In our study we observed that RPL30 demonstrated the highest fold-change difference in PBC, with a penetrance frequency of 40% and a penetrance fold change of 38.30147. The analysis of anti-RPL30 optical density values between patients with AMA/AMA-M2/anti-gp210/anti-Sp100-negative PBC (autoantibody-negative PBC) and healthy controls using a receiver operating characteristic curve yielded an area under the curve of 0.853. This analysis established an optimal cutoff value of 0.0708, achieving 100% specificity and 75% sensitivity. The combination of anti-RPL30 and other autoantibodies elevated the diagnosis rate of PBC from 61.29% to 79.00% (P = 0.0489). Anti-RPL30 demonstrated a high positive rate in antibody-negative PBC cases, including AMA/AMA-M2/anti-gp210/anti-Sp100-negative cases. Correlation analysis of anti-RPL30 optical density values with clinical data from patients with PBC revealed a positive association with both the international normalized ratio (P = 0.008) and the Model for End-Stage Liver Disease score (P = 0.003).

CONCLUSION

Our study highlighted the potential of anti-RPL30 as a promising biomarker for diagnosing PBC, particularly in autoantibody-negative cases.

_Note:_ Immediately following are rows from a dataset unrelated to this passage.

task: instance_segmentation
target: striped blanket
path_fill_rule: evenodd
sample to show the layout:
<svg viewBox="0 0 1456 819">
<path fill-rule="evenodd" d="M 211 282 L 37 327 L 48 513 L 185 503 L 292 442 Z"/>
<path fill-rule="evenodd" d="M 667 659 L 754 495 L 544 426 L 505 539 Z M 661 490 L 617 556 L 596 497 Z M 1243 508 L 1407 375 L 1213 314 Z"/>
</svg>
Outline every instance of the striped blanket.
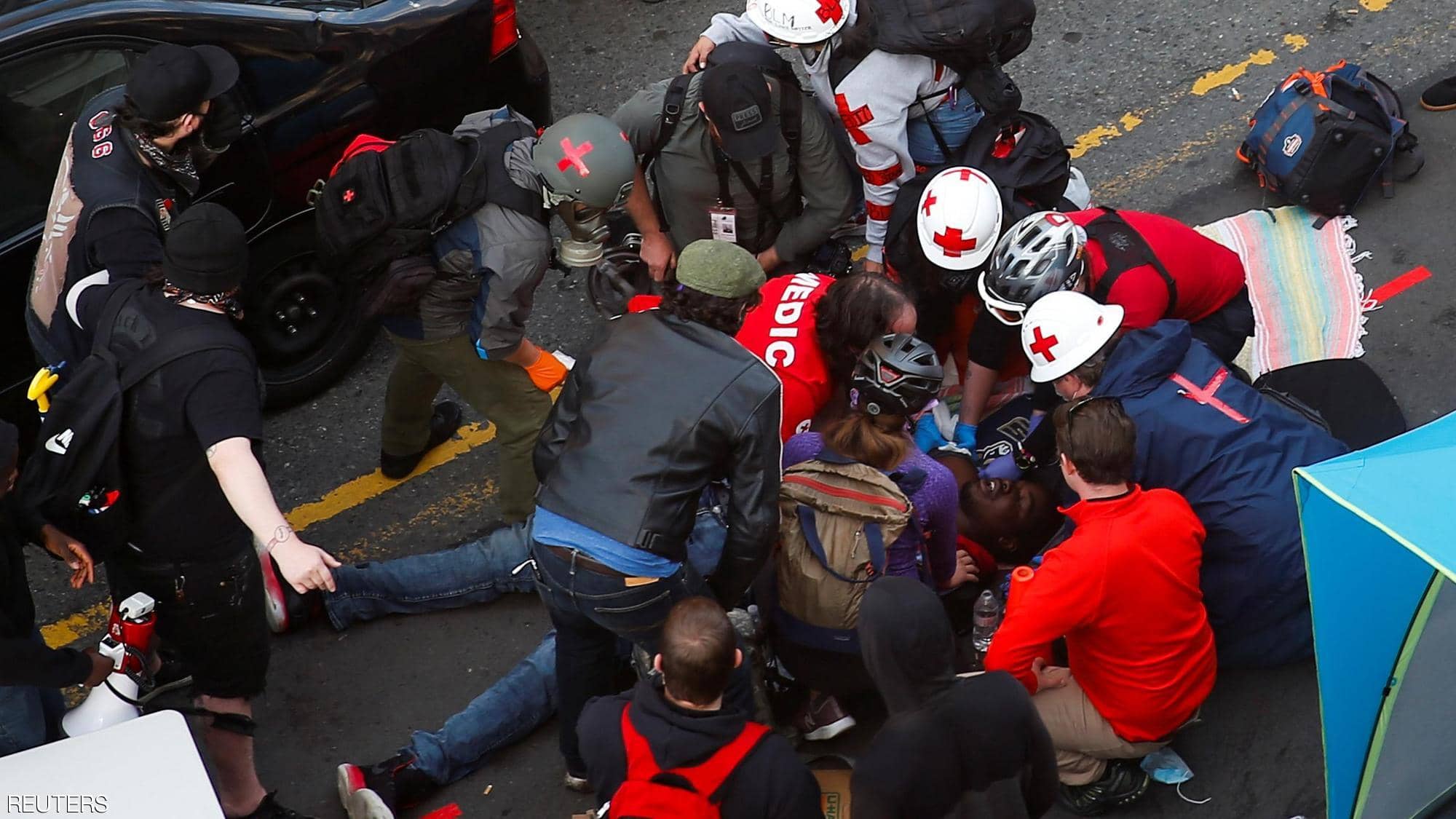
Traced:
<svg viewBox="0 0 1456 819">
<path fill-rule="evenodd" d="M 1241 366 L 1259 376 L 1322 358 L 1364 354 L 1364 281 L 1348 230 L 1353 217 L 1331 219 L 1315 230 L 1315 214 L 1300 207 L 1251 210 L 1198 227 L 1243 259 L 1254 303 L 1254 341 Z"/>
</svg>

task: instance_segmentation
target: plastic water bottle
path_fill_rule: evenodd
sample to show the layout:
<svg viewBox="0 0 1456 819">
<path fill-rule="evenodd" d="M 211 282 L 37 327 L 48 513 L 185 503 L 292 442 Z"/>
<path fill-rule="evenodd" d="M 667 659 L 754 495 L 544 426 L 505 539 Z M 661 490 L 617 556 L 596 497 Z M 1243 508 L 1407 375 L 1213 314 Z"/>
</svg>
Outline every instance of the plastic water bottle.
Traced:
<svg viewBox="0 0 1456 819">
<path fill-rule="evenodd" d="M 999 627 L 1000 600 L 987 589 L 976 599 L 976 609 L 971 614 L 971 646 L 976 646 L 977 651 L 986 653 L 992 647 L 992 637 Z"/>
</svg>

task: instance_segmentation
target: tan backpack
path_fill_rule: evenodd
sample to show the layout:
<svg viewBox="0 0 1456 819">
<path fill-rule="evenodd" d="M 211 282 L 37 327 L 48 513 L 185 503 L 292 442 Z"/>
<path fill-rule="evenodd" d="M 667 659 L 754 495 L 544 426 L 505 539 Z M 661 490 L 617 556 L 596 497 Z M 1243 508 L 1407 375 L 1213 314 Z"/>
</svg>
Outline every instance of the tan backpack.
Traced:
<svg viewBox="0 0 1456 819">
<path fill-rule="evenodd" d="M 775 558 L 782 637 L 859 651 L 859 603 L 885 571 L 885 546 L 919 530 L 910 493 L 923 481 L 919 469 L 893 478 L 828 449 L 785 469 Z"/>
</svg>

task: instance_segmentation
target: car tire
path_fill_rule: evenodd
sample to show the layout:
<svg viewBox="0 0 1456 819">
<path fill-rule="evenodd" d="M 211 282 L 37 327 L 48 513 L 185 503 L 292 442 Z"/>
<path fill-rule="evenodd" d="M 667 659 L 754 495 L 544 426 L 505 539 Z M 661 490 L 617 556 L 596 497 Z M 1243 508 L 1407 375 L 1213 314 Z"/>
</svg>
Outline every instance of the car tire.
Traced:
<svg viewBox="0 0 1456 819">
<path fill-rule="evenodd" d="M 243 331 L 258 353 L 268 410 L 298 404 L 336 382 L 379 329 L 360 307 L 358 287 L 319 268 L 313 242 L 313 220 L 303 219 L 249 249 Z"/>
</svg>

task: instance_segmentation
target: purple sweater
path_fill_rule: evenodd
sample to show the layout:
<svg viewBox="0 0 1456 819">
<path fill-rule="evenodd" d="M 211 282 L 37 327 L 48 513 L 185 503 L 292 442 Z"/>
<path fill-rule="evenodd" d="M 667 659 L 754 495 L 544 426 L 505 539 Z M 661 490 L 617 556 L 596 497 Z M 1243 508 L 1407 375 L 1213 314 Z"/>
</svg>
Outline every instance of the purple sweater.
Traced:
<svg viewBox="0 0 1456 819">
<path fill-rule="evenodd" d="M 799 433 L 783 443 L 783 466 L 789 468 L 812 461 L 821 449 L 824 449 L 824 436 Z M 895 468 L 895 471 L 904 469 L 925 472 L 925 484 L 910 495 L 910 501 L 914 503 L 916 517 L 920 519 L 920 526 L 930 541 L 926 551 L 935 584 L 942 586 L 955 574 L 955 512 L 958 504 L 955 477 L 929 455 L 920 452 L 919 447 L 911 447 L 910 456 Z M 890 544 L 885 549 L 885 574 L 919 577 L 914 558 L 920 549 L 913 538 L 914 529 L 906 529 L 903 535 L 895 538 L 894 544 Z"/>
</svg>

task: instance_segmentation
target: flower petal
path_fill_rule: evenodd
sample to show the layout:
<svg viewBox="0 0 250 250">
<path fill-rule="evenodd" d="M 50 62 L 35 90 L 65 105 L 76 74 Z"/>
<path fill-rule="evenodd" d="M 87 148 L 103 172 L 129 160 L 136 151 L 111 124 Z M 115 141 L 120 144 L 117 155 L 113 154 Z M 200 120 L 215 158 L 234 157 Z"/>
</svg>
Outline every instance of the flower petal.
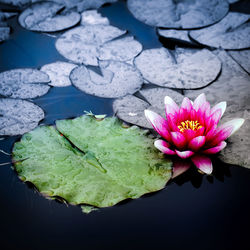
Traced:
<svg viewBox="0 0 250 250">
<path fill-rule="evenodd" d="M 227 143 L 225 141 L 220 142 L 217 146 L 213 148 L 206 149 L 202 151 L 203 154 L 217 154 L 219 153 L 222 149 L 224 149 L 227 146 Z"/>
<path fill-rule="evenodd" d="M 160 115 L 151 110 L 144 110 L 147 120 L 152 124 L 155 131 L 168 141 L 171 141 L 171 136 L 168 132 L 168 123 Z"/>
<path fill-rule="evenodd" d="M 164 103 L 166 109 L 166 117 L 169 114 L 176 115 L 179 113 L 179 107 L 171 97 L 165 96 Z"/>
<path fill-rule="evenodd" d="M 170 144 L 163 140 L 156 140 L 154 146 L 158 148 L 162 153 L 167 155 L 175 155 L 175 152 L 169 149 Z"/>
<path fill-rule="evenodd" d="M 180 159 L 174 160 L 172 179 L 186 172 L 190 168 L 190 166 L 191 166 L 190 161 L 185 161 Z"/>
<path fill-rule="evenodd" d="M 205 142 L 206 142 L 205 136 L 197 136 L 189 142 L 188 148 L 191 149 L 192 151 L 197 152 L 202 146 L 204 146 Z"/>
<path fill-rule="evenodd" d="M 221 117 L 223 116 L 225 110 L 227 108 L 227 103 L 226 102 L 219 102 L 217 103 L 212 109 L 211 109 L 211 114 L 213 114 L 214 112 L 216 112 L 217 110 L 221 111 Z M 220 118 L 221 118 L 220 117 Z"/>
<path fill-rule="evenodd" d="M 242 126 L 244 121 L 244 119 L 238 118 L 222 124 L 220 127 L 218 127 L 217 133 L 214 134 L 210 139 L 208 145 L 213 147 L 219 144 L 221 141 L 226 140 Z"/>
<path fill-rule="evenodd" d="M 181 132 L 171 132 L 171 139 L 173 144 L 178 148 L 178 149 L 183 149 L 186 144 L 186 138 Z"/>
<path fill-rule="evenodd" d="M 194 100 L 193 109 L 197 111 L 201 107 L 201 105 L 205 102 L 206 102 L 206 96 L 204 93 L 202 93 Z"/>
<path fill-rule="evenodd" d="M 191 158 L 194 165 L 206 174 L 211 174 L 213 165 L 209 157 L 205 155 L 195 155 Z"/>
<path fill-rule="evenodd" d="M 182 158 L 182 159 L 187 159 L 191 156 L 194 155 L 194 152 L 190 151 L 190 150 L 186 150 L 186 151 L 178 151 L 178 150 L 175 150 L 176 154 Z"/>
<path fill-rule="evenodd" d="M 192 105 L 191 101 L 189 100 L 189 98 L 184 97 L 182 100 L 181 108 L 190 112 L 192 107 L 193 107 L 193 105 Z"/>
</svg>

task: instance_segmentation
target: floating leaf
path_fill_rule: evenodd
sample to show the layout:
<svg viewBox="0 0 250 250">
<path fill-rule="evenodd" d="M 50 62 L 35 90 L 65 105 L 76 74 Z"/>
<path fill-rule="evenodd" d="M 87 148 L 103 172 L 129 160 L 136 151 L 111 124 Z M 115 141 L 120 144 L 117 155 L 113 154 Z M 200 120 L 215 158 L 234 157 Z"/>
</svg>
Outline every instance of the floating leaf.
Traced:
<svg viewBox="0 0 250 250">
<path fill-rule="evenodd" d="M 107 42 L 100 46 L 99 60 L 128 61 L 142 51 L 142 45 L 133 37 L 128 36 Z"/>
<path fill-rule="evenodd" d="M 205 93 L 212 104 L 226 101 L 226 112 L 232 115 L 239 110 L 250 109 L 249 75 L 225 51 L 218 50 L 214 53 L 222 62 L 220 77 L 201 90 L 185 91 L 185 95 L 193 99 Z"/>
<path fill-rule="evenodd" d="M 19 16 L 22 27 L 33 31 L 55 32 L 75 26 L 81 16 L 77 12 L 63 12 L 64 6 L 54 2 L 38 2 Z"/>
<path fill-rule="evenodd" d="M 250 74 L 250 50 L 229 51 L 228 53 Z"/>
<path fill-rule="evenodd" d="M 214 48 L 244 49 L 250 47 L 250 15 L 229 12 L 220 22 L 189 35 L 200 44 Z"/>
<path fill-rule="evenodd" d="M 156 85 L 197 89 L 214 81 L 221 70 L 218 58 L 207 49 L 177 48 L 171 54 L 165 48 L 144 50 L 135 58 L 143 77 Z"/>
<path fill-rule="evenodd" d="M 71 82 L 80 90 L 90 95 L 116 98 L 138 91 L 143 79 L 140 72 L 127 63 L 101 61 L 102 75 L 85 66 L 79 66 L 70 74 Z"/>
<path fill-rule="evenodd" d="M 126 33 L 111 25 L 87 25 L 71 29 L 56 41 L 56 49 L 65 58 L 86 65 L 98 65 L 98 48 Z"/>
<path fill-rule="evenodd" d="M 107 17 L 103 17 L 97 10 L 86 10 L 81 14 L 81 25 L 109 25 Z"/>
<path fill-rule="evenodd" d="M 10 36 L 10 27 L 0 27 L 0 42 L 7 40 L 9 36 Z"/>
<path fill-rule="evenodd" d="M 128 0 L 140 21 L 158 27 L 193 29 L 211 25 L 228 12 L 226 0 Z"/>
<path fill-rule="evenodd" d="M 13 149 L 20 178 L 45 195 L 107 207 L 160 190 L 171 178 L 172 163 L 144 130 L 89 116 L 57 121 L 56 127 L 59 132 L 38 127 Z"/>
<path fill-rule="evenodd" d="M 228 144 L 220 153 L 220 158 L 228 164 L 250 168 L 250 112 L 241 110 L 227 116 L 225 120 L 241 117 L 245 119 L 242 127 L 228 139 Z"/>
<path fill-rule="evenodd" d="M 139 93 L 142 99 L 127 95 L 115 100 L 113 110 L 116 116 L 123 121 L 144 128 L 152 128 L 144 115 L 145 109 L 150 109 L 165 117 L 164 97 L 170 96 L 179 104 L 183 99 L 183 96 L 178 92 L 165 88 L 146 88 L 140 90 Z"/>
<path fill-rule="evenodd" d="M 0 73 L 0 94 L 12 98 L 36 98 L 50 87 L 49 76 L 36 69 L 12 69 Z"/>
<path fill-rule="evenodd" d="M 49 85 L 54 87 L 66 87 L 70 86 L 71 82 L 69 74 L 77 65 L 67 62 L 54 62 L 43 65 L 41 71 L 48 74 L 50 78 Z"/>
<path fill-rule="evenodd" d="M 43 118 L 43 110 L 31 102 L 0 98 L 0 135 L 24 134 Z"/>
<path fill-rule="evenodd" d="M 173 30 L 173 29 L 161 29 L 158 28 L 158 33 L 162 37 L 180 40 L 191 45 L 196 45 L 193 41 L 190 40 L 187 30 Z"/>
</svg>

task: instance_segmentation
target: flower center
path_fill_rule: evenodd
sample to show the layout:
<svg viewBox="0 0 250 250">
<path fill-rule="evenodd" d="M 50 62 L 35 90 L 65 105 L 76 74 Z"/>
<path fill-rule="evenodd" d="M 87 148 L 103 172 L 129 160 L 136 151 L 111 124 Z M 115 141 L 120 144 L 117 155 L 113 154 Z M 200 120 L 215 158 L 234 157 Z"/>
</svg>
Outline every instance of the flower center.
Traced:
<svg viewBox="0 0 250 250">
<path fill-rule="evenodd" d="M 178 126 L 178 129 L 181 132 L 184 132 L 184 130 L 186 129 L 192 129 L 193 131 L 196 131 L 200 128 L 202 128 L 202 125 L 198 121 L 189 121 L 189 120 L 181 122 L 180 125 Z"/>
</svg>

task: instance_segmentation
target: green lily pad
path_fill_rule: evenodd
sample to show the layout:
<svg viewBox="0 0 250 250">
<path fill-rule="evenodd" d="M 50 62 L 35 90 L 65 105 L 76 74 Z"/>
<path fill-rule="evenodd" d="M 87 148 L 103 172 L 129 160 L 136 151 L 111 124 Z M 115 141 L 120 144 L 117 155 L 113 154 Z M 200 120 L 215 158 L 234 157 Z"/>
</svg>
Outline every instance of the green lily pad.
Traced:
<svg viewBox="0 0 250 250">
<path fill-rule="evenodd" d="M 38 127 L 13 149 L 19 177 L 45 195 L 108 207 L 160 190 L 171 178 L 171 161 L 145 130 L 91 116 L 57 121 L 56 128 Z"/>
</svg>

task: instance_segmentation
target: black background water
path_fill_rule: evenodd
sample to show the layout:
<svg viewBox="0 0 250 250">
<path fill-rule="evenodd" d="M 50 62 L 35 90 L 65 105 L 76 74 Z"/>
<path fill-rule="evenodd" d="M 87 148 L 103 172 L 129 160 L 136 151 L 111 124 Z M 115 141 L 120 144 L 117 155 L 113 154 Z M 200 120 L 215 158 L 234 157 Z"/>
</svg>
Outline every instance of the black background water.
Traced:
<svg viewBox="0 0 250 250">
<path fill-rule="evenodd" d="M 135 20 L 124 1 L 100 12 L 111 24 L 127 29 L 144 48 L 160 47 L 154 28 Z M 55 39 L 29 32 L 9 21 L 10 40 L 0 44 L 0 72 L 39 68 L 64 60 Z M 32 100 L 46 112 L 43 124 L 91 110 L 112 115 L 112 100 L 86 95 L 74 87 L 51 88 Z M 15 140 L 0 141 L 11 152 Z M 0 155 L 1 162 L 10 160 Z M 215 163 L 213 177 L 190 170 L 152 195 L 88 215 L 80 207 L 42 197 L 23 184 L 10 165 L 0 167 L 1 249 L 250 249 L 250 171 Z"/>
</svg>

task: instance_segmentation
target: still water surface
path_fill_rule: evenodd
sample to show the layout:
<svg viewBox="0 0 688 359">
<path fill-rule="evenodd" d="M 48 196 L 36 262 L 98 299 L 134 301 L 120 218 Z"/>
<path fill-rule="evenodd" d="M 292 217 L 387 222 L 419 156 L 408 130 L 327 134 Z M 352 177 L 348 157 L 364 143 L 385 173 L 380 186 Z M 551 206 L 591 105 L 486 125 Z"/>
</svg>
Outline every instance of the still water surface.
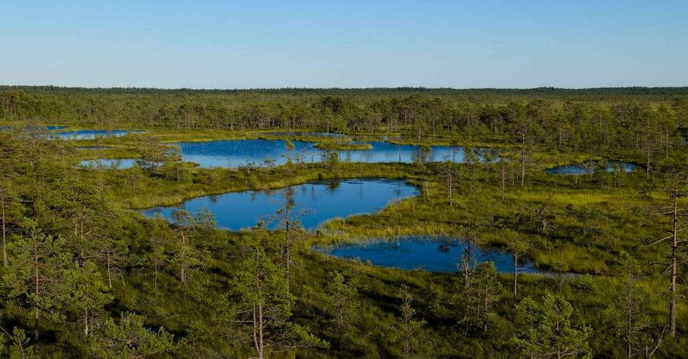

Keywords: Primary biliary cholangitis; Protein microarray assay; Ribosomal protein L30; Diagnosis; Autoantibody-negative

Core Tip: The diagnosis of autoantibody-negative primary biliary cholangitis (PBC) remains challenging and is typically confirmed through liver needle biopsy. Using the immunome protein array, RPL30 was identified as a novel biomarker for PBC. Validation of the RPL30 autoantibody through ELISA analysis showed a higher positivity rate in autoantibody-negative PBC cases, including anti-mitochondrial antibody, anti-mitochondrial E2 subunit antibody, anti-glycoprotein 210, and anti-speckled protein 100-negative cases compared with the healthy control group. Anti-RPL30 improved the diagnostic rate of antibody-negative PBC and correlated with hepatic damage, poorer synthetic function, and higher Model for End-Stage Liver Disease scores.